It would be lovely if people recognized turning a female character who has had agency since her first appearance into a mindless meat puppet who is unable to fight off "a very mild sedative" - as MJ has to be convincing enough to pass as herself at the gala - and turning her into just an object to be rescued and just to make the hero sad/angry/possibly be his reward is playing into the highly sexist, highly problematic damsel in distress stereotype that mainstream media SHOULD be lightyears beyond. And to not see the sexism in this is problematic IMO.
And it would be lovely if others didn't use ad reductio absurdum fallacies and engaged in what people are actually expressing.
It's not that MJ is supposed to fight off Moira. It's not MJ can't be under Moira's control. Bad things happen to characters.
It's HOW MJ is portrayed in these situations.
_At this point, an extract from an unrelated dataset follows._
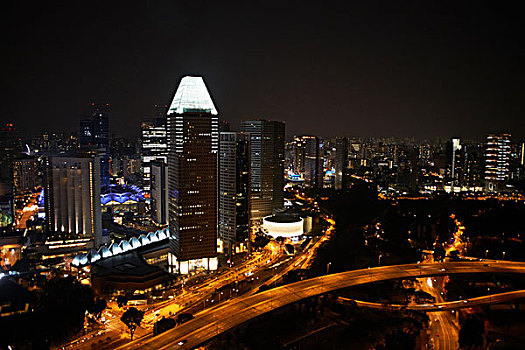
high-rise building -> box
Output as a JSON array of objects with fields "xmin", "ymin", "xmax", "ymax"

It's refusing to give MJ any agency and making her just a cardboard plot device so Spider-Man can team up with Wolverine. It's giving MJ a meek, submissive voice instead of her own, well established voice. We're not seeing MJ doing anything to self-rescue herself aside from using morse code to alert Doug Ramsey in Hellfire Gala, which is the absolute barest minimum and was forced by the story so the story can move to the next beat instead of being driven by character (if it was driven by character, MJ would have given Peter some sort of signal - used some phrase or done something that she knew would have alerted Peter but not Moira. It makes no sense for MJ to look to mutants she barely knows - and who could be in cahoots with Moira in the first place - for help when her longtime friend/often partner is RIGHT THERE).
MJ should be trying to figure out how to get out of this situation at every step of the way. Not just dragging her feet and then going along after a half-hearted protest. That's flat hackneyed writing. Of course, it's not helped by Zeb Wells's intransigent refusal to give Peter or Mary Jane an interior life so we don't know what they are thinking - because if he did, it would ruin his moldy Mystery Box.
Characters have, well, characterization. How Mary Jane responds to a situation should be different from Felicia Hardy should be different from Lois Lane should be different from Linda Park West.
But in Hellfire Gala and in the pages we have so far, Mary Jane acts just like a generic stereotyped helpless female victim. Her dialogue and actions could be given to any number of faceless damsels in distress. THAT's the issue.
In addition, Zeb Wells has a explicit, long established history of problematic writing for Mary Jane that cannot be denied.